Pour les syndicats, cette affaire est symbolique. "C'est un dossier qui est extrêmement emblématique, dans la durée des faits, dans l'accumulation des preuves, dans le silence et l'inaction de l'employeur, dans le niveau d'atteinte à la dignité et à l'état de santé de l'employée," assure Sonia Paccaud, secrétaire régionale de la CFDT.
"C'est un énorme dossier avec beaucoup de manquements. On espère que le Conseil de prud'hommes sera attentif et reconnaîtra le statut de victime de ma cliente", déclare Me Garance Genet, l'avocate de la jeune femme.
Image vertueuse
Charte éthique et code de bonne conduite seraient souvent une façade, "de la communication", dénoncent les syndicats. "Le Crédit Agricole veut renvoyer une image vertueuse, comme beaucoup d'entreprises. Mais malheureusement, cette image vertueuse qu'il veut renvoyer à l'extérieur est beaucoup moins jolie à l'intérieur. On a des cas réguliers de collègues en souffrance, de collègues qu'on ramasse à la petite cuillère", assure Stéphane Bonnaud, délégué Force Ouvrière au Crédit Agricole Centre-Est.

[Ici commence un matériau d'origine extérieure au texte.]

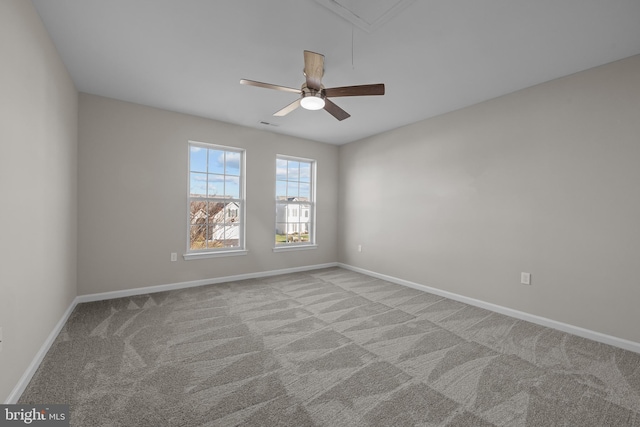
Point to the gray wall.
(132, 197)
(544, 180)
(38, 171)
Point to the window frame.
(312, 202)
(192, 254)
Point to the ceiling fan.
(314, 96)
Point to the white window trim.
(293, 246)
(220, 252)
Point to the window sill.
(204, 255)
(288, 248)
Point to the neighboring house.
(293, 218)
(220, 233)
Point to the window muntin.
(295, 202)
(216, 198)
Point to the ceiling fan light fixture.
(312, 102)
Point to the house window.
(216, 200)
(295, 202)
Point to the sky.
(216, 173)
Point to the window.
(216, 200)
(295, 202)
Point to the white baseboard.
(575, 330)
(35, 363)
(564, 327)
(194, 283)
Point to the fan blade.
(335, 111)
(289, 108)
(269, 86)
(313, 69)
(362, 90)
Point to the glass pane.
(305, 192)
(216, 161)
(232, 213)
(281, 213)
(197, 236)
(198, 184)
(216, 213)
(281, 169)
(231, 236)
(305, 213)
(304, 232)
(232, 187)
(292, 189)
(197, 159)
(216, 185)
(305, 172)
(293, 171)
(197, 213)
(232, 163)
(215, 236)
(281, 190)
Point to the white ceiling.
(434, 56)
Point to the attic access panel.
(368, 15)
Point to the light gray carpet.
(326, 348)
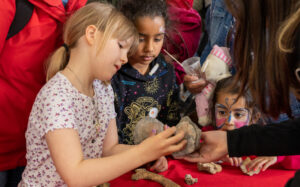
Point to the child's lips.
(147, 58)
(117, 67)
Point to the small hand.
(160, 165)
(161, 144)
(192, 86)
(234, 161)
(261, 162)
(212, 148)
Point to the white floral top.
(59, 105)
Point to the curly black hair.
(134, 9)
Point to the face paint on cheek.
(239, 124)
(220, 122)
(162, 29)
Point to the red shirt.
(22, 70)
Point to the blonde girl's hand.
(261, 162)
(161, 144)
(160, 165)
(194, 84)
(212, 148)
(234, 161)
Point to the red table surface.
(229, 176)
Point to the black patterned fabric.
(137, 96)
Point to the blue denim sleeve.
(218, 24)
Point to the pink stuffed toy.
(215, 67)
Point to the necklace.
(96, 123)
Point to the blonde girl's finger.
(177, 147)
(156, 164)
(175, 139)
(168, 132)
(260, 164)
(251, 166)
(268, 164)
(240, 161)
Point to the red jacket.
(22, 70)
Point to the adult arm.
(268, 140)
(7, 14)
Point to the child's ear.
(297, 73)
(255, 117)
(90, 34)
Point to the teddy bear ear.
(297, 73)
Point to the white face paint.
(162, 29)
(153, 112)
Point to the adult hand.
(261, 162)
(160, 165)
(213, 147)
(234, 161)
(194, 84)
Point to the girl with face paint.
(229, 111)
(146, 86)
(233, 112)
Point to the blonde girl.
(72, 136)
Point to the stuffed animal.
(215, 67)
(192, 133)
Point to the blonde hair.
(287, 31)
(107, 19)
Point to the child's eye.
(157, 39)
(239, 115)
(222, 113)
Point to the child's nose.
(124, 58)
(230, 120)
(149, 46)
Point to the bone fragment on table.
(210, 167)
(190, 180)
(144, 174)
(244, 168)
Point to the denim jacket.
(218, 24)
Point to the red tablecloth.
(229, 176)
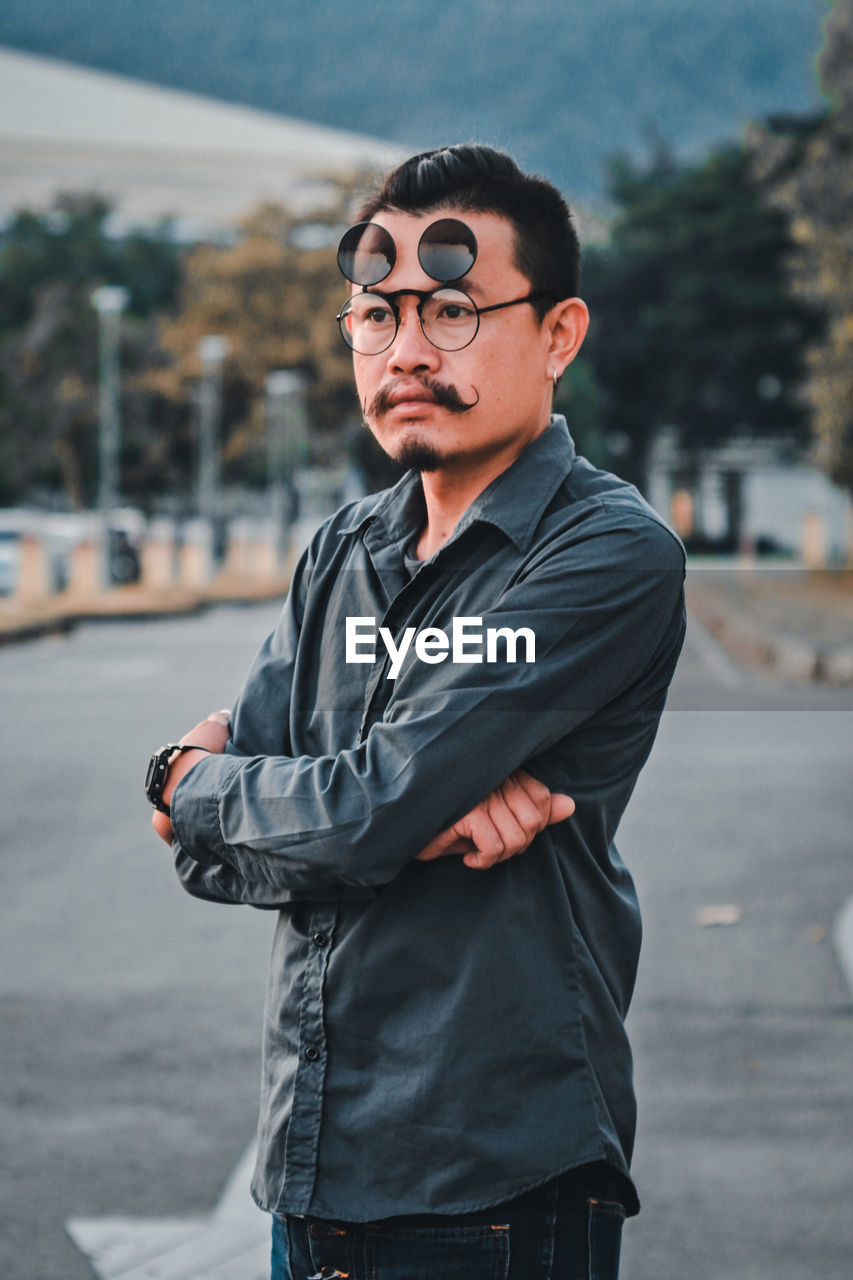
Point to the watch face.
(151, 772)
(156, 775)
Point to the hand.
(503, 824)
(210, 734)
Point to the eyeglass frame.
(423, 296)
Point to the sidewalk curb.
(752, 644)
(136, 608)
(843, 940)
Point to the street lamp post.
(286, 429)
(213, 350)
(109, 301)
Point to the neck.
(450, 490)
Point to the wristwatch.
(159, 764)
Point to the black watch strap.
(158, 773)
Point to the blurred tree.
(276, 304)
(692, 324)
(49, 266)
(807, 169)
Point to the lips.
(410, 396)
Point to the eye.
(370, 311)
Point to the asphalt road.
(129, 1014)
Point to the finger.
(482, 831)
(537, 791)
(561, 808)
(530, 817)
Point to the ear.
(568, 323)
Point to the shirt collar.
(514, 502)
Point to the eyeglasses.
(448, 318)
(446, 251)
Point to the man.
(447, 1082)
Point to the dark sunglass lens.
(366, 254)
(447, 250)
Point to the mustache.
(442, 393)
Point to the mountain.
(561, 83)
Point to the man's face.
(413, 394)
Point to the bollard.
(35, 584)
(86, 576)
(813, 542)
(159, 556)
(196, 553)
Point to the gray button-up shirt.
(438, 1038)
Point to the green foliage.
(692, 324)
(49, 266)
(806, 167)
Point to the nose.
(411, 350)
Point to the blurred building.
(748, 494)
(156, 151)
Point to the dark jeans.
(559, 1233)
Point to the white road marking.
(843, 940)
(232, 1243)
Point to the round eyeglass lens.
(368, 323)
(447, 250)
(366, 254)
(448, 319)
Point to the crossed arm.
(495, 830)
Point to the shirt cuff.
(195, 808)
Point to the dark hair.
(480, 179)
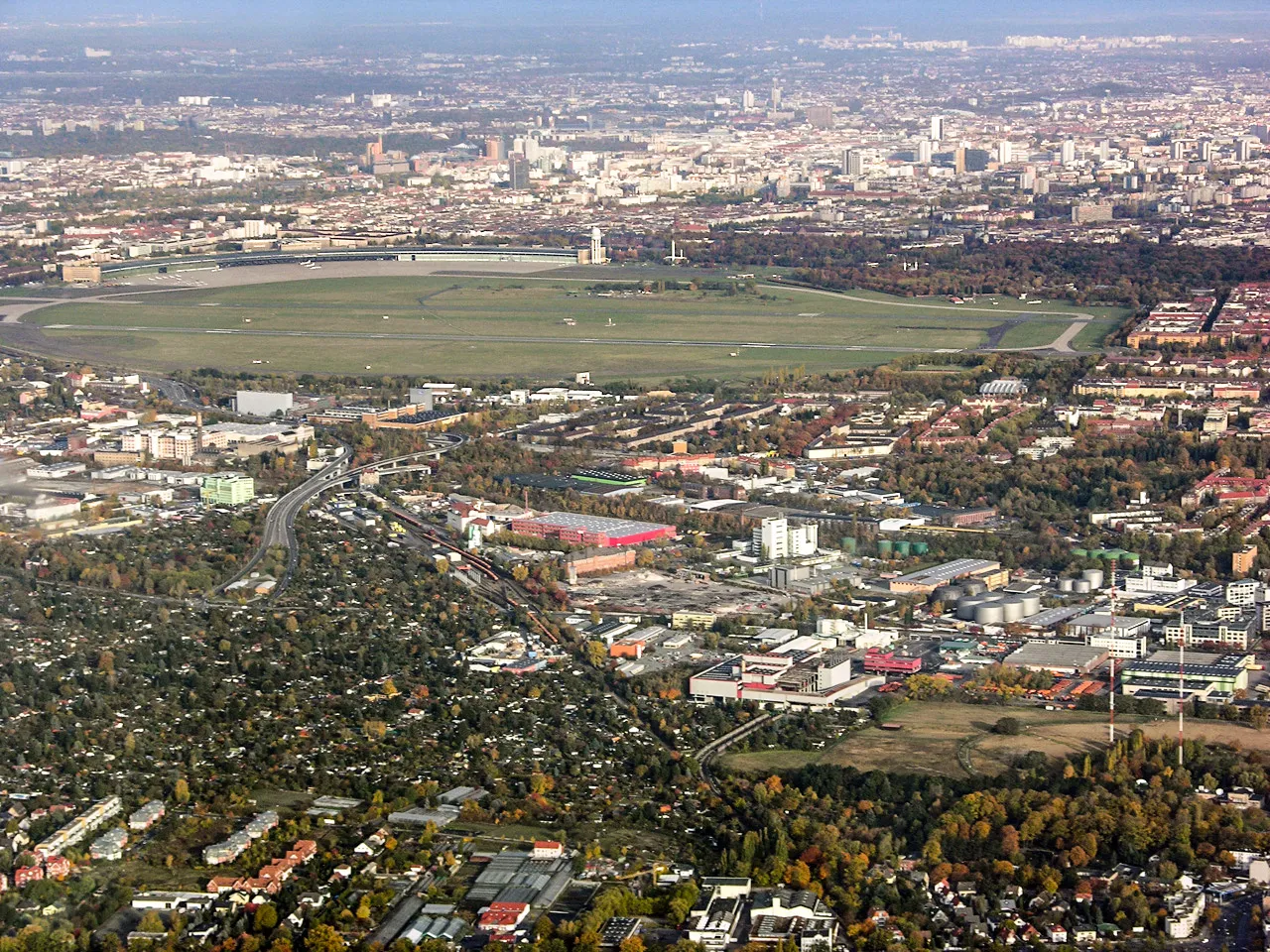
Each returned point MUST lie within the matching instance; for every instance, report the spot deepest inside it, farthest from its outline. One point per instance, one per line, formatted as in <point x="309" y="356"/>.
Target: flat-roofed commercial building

Des maladresses, des dysfonctionnements, des loupés peut-être, reconnaît le défenseur de la banque. Mais les allégations de harcèlement et de discrimination à l'état de grossesse sont diffamatoires, indique ce dernier. Elles visent à réclamer d'importants dommages et intérêts, d'après l'avocat du Crédit Agricole.
La direction du Crédit Agricole Centre-Est tient aussi à souligner que la plainte au pénal de cette salariée a été classée sans suite. À l'issue de trois heures d'audience, les conseillers prud’homaux ont décidé de prendre jusqu'au 15 mai pour réfléchir à leur décision.